If Yogi Berra was well versed in the relational model, I have no doubt he would say something like “Keys are the key to understanding relational databases. Yes, it’s true keys are the key!”
A key is a special kind of constraint on an attribute or set of attributes which can be used to lookup other attributes. Keys are used to look-up a set of rows in a table, or find one specific row in a table, and find rows in one table based on the attributes of another table. As you will see, the true power of the relational model comes from keys. Here are the types of keys found in relational databases:

· Super Key – Any combination of attributes which can be used to uniquely identify a row in the table.

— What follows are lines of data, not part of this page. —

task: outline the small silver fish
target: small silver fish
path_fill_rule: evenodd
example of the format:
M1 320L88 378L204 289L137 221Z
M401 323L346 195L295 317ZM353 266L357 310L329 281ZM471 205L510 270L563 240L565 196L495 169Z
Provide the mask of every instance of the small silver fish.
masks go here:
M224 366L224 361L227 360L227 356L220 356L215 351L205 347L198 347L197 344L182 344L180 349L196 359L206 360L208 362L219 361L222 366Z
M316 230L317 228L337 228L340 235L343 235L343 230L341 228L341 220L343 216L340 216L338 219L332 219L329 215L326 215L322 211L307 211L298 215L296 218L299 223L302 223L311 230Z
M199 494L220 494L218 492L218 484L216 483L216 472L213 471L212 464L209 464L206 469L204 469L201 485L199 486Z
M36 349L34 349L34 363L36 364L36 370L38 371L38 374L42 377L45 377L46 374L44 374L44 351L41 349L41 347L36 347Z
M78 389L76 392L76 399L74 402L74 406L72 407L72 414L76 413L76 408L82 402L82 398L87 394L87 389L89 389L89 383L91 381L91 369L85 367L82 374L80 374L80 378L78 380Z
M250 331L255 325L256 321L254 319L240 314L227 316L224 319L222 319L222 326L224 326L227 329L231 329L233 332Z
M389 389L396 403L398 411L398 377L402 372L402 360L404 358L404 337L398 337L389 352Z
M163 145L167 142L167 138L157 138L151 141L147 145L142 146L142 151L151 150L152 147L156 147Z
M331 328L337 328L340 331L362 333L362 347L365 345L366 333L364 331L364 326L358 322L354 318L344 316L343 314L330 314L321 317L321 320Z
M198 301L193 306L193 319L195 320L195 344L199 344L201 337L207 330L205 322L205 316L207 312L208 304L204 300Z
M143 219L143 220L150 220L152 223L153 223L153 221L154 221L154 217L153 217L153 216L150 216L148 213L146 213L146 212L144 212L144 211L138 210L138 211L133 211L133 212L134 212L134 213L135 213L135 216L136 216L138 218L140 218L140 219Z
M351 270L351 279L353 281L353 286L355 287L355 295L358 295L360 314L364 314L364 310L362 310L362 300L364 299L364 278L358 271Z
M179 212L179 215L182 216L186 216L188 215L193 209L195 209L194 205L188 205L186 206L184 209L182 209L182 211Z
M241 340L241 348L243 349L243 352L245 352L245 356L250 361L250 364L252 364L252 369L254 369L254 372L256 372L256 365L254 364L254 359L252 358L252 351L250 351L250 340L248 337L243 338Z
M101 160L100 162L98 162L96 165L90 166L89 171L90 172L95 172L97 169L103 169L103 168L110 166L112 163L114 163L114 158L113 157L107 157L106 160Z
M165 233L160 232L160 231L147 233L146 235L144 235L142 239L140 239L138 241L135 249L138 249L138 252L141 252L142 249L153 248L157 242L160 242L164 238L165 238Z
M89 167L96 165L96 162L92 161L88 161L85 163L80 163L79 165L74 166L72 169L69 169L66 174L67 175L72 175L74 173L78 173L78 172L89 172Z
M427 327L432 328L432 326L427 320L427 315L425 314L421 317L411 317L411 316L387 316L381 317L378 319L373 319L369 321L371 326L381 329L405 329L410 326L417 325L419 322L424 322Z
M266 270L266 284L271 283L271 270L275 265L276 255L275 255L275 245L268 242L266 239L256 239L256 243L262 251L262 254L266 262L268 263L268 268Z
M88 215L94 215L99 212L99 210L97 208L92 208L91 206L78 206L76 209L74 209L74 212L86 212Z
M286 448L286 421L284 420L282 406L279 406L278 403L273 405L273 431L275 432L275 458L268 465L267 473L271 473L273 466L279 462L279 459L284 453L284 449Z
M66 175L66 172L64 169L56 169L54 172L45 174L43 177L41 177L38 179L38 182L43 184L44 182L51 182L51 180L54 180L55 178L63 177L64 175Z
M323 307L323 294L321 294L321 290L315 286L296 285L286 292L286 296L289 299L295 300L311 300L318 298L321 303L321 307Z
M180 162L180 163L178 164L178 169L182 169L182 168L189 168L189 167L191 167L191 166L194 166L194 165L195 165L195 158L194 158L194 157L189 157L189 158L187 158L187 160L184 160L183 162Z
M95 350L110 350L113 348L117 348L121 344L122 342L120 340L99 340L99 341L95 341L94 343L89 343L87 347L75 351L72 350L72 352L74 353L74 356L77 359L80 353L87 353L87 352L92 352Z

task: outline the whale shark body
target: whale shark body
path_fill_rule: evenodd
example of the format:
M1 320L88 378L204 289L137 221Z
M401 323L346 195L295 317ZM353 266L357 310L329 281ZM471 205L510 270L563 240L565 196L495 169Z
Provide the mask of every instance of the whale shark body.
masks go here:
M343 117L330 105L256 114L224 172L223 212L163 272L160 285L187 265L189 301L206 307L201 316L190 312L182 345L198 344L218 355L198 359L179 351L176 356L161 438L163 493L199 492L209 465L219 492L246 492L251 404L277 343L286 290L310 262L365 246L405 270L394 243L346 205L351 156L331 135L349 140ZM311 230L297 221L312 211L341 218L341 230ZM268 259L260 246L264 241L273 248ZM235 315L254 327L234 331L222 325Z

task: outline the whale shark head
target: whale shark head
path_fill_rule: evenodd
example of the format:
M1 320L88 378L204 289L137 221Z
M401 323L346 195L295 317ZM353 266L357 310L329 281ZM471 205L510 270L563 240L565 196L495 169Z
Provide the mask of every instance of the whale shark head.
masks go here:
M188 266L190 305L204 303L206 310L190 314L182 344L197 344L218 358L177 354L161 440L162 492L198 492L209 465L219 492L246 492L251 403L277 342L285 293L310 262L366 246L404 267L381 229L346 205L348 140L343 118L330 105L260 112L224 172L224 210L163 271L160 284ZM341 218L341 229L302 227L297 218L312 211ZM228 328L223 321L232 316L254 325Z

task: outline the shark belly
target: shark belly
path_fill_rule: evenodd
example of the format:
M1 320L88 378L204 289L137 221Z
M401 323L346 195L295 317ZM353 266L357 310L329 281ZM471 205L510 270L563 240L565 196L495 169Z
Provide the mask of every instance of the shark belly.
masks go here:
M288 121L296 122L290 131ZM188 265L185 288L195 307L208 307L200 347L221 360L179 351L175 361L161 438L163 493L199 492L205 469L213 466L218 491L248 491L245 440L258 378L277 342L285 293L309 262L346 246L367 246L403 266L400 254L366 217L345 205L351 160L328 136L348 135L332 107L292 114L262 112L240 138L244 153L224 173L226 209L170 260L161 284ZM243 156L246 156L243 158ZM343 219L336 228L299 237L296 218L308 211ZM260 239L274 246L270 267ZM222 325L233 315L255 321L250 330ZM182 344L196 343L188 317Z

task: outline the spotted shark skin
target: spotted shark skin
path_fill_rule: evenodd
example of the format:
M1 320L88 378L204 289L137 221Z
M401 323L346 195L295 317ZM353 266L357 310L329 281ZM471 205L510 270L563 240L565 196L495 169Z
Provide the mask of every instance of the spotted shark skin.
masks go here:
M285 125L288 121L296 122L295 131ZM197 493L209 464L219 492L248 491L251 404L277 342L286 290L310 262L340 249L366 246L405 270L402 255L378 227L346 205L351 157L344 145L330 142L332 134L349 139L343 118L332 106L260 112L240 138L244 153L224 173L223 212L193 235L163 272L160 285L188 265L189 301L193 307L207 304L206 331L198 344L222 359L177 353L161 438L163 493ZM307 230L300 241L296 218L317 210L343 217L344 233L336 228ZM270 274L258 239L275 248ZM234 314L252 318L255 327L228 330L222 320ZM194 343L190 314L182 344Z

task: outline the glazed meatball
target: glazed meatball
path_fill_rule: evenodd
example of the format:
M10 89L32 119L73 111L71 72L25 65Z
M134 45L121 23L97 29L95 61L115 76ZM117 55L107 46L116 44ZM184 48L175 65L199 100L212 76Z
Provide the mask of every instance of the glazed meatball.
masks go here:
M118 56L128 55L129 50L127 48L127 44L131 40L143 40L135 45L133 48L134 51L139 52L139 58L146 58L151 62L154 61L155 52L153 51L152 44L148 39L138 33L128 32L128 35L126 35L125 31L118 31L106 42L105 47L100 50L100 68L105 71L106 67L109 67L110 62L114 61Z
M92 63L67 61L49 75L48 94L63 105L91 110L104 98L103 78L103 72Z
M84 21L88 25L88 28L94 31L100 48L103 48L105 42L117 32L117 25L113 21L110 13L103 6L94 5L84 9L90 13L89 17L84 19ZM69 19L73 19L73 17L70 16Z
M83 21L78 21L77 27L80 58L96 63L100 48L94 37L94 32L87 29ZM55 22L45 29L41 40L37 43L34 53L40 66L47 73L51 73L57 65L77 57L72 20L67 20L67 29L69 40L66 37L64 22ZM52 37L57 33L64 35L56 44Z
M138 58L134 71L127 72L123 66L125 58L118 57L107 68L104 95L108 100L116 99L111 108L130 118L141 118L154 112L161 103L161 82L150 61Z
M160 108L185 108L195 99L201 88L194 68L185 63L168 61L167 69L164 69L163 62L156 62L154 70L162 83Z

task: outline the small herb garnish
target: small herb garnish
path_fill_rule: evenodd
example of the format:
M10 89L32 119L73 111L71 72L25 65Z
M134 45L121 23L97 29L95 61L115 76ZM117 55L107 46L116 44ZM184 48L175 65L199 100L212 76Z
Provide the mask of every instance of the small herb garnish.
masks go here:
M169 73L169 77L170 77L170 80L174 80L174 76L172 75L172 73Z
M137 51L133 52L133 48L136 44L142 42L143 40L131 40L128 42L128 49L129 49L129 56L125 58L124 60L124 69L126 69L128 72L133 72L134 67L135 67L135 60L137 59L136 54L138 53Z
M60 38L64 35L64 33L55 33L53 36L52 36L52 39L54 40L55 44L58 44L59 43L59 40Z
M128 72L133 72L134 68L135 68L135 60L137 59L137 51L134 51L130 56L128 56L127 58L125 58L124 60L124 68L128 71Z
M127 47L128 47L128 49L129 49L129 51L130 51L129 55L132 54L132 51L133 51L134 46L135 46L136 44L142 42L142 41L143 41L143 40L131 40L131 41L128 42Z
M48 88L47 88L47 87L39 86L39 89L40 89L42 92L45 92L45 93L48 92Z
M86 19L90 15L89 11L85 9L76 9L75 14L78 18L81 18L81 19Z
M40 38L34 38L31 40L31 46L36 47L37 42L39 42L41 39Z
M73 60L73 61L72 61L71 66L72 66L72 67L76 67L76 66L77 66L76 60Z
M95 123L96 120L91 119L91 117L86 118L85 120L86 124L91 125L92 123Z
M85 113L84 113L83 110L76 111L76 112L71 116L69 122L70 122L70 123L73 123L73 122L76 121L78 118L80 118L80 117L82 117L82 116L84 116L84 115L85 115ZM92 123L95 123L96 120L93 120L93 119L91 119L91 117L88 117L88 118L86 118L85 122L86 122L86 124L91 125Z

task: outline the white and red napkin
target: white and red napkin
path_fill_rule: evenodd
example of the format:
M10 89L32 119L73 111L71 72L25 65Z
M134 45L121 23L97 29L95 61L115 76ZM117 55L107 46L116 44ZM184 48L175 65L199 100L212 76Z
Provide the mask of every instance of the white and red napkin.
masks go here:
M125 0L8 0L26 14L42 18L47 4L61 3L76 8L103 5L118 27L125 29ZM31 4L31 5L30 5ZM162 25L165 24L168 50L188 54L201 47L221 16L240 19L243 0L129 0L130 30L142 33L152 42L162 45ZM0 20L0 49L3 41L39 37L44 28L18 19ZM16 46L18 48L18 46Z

· Candidate Key The smallest number of attributes required to uniquely identify each row in a table. For example, in an employee table the name, address, and home phone could be a super key, but the employee social-security number would be a candidate key, because it’s minimal. In practice, single-attribute candidate keys should be enforced with a unique constraint (after all you wouldn’t want two different employee rows with the same social security number, right?)

· Primary Key - A candidate key which has been chosen by the database designer to uniquely identify each row in the table. The primary key cannot contain null (empty) values, and is implemented as a constraint by the DBMS.

· Surrogate Key - A primary key whose values are automatically generated by the DBMS there is no need on the user’s part to enter a value for primary key - the system does it for you. Surrogate keys can be an auto-incremented integer, or a GUID or UUID (Read the RFC). Some DBMSs such as Postgres and Oracle permit the database designer to create global surrogate keys, called sequences.